Tadi siang saya nggak sengaja nonton acara gosip yang makin digosok makin sip sambil menyuapi Ubii. Hehehe. Maaf, khilaf. Pas sekali berita yang saya tonton adalah tentang Ayah Angelina Sondakh, Luki Sondakh, yang mengunjungi putrinya di tahanan. Tentu kita masih ingat dong mengapa Angie berakhir jadi pesakitan di bui. Yes, seperti masalah Indonesia yang sudah-sudah, ko-rup-si. Si Angie korupsi apa dan gimana, saya kurang tahu jelas sih. Memang jarang ngikutin berita. Hehehe. Tapi, yang tadi saya dengar di acara gosip, pokoknya Angie dihukum 12 tahun masa tahanan. Feel sorry for you, Angie. Okay, back to Angie's daddy. Biasa lah, kalau jenguk sanak keluarga yang artis, pasti ikut diwawancarai. Itu juga yang tadi saya tonton. Ayah Angie diwawancarai sama wartawan. Pertanyaan pastinya gimana, saya rada lupa. Yang jelas ya terkait dengan gimana perasaan Ayah Angie.

Dan, jawaban Ayah Angie, membuat hati saya mencelos. Terharu banget denger jawaban beliau. Mewek se-mewek-mewek-nya deh. Kurang lebih begini jawaban beliau:

Ya, mau jenguk anak saya. Pokoknya kewajiban saya sebagai Ayah ya terus mendampingi Angie dan tentu mendoakannya sesuai dengan iman Kristiani saya. Itu sudah kewajiban saya untuk terus ada di sampingnya.

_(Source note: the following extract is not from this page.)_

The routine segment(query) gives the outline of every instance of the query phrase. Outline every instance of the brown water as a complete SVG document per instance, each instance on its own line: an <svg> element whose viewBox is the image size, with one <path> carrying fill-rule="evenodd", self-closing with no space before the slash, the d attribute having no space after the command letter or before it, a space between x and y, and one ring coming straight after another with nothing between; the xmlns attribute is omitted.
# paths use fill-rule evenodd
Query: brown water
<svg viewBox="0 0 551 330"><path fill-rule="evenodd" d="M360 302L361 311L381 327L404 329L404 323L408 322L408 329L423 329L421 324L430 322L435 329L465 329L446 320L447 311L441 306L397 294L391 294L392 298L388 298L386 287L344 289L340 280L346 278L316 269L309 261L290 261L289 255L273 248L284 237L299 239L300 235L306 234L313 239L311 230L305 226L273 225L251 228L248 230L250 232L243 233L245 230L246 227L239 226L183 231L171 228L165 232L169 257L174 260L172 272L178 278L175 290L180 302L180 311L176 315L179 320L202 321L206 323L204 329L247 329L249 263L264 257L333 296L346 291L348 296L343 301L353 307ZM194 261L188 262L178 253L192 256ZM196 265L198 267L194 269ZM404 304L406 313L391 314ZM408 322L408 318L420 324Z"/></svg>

Jedier. Jlebh sekali, bukan? Betapa berjiwa besar Ayah Angie itu. Beliau tetap segitu sayangnya sama Angie meanwhile, as we all know, what she did was terribly wrong. She took what wasn't hers to take and that was evil. Tapi Ayah Angie tetap menerima Angie, mendampinginya, menjenguknya, dan memperhatikannya sedemikian rupa. Kita juga tahu (dari acara gosip tentunya) kalau Angie berpindah keyakinan menjadi seorang mualaf. Benar, bahwa itu adalah hak asasi Angie. Tapi, tentu biasanya orang tua pasti merasa sedikit kecewa jika anaknya memutuskan untuk melakukan itu, kan? Banyak contoh teman saya yang berpindah keyakinan dan harus rela nggak dianggap bagian dari keluarga lagi karena orang tua mereka nggak bisa legowo. Sumpah! Ayah Angie ini keren bukan main, menurut saya. Ternyata bukan hanya kasih Ibu yang sepanjang jaman. Kasih Ayah pun juga tak terhingga sepanjang masa, hanya memberi tak harap kembali, bagai sang surya menyinari dunia. Eh, itu lagu! Hahaha.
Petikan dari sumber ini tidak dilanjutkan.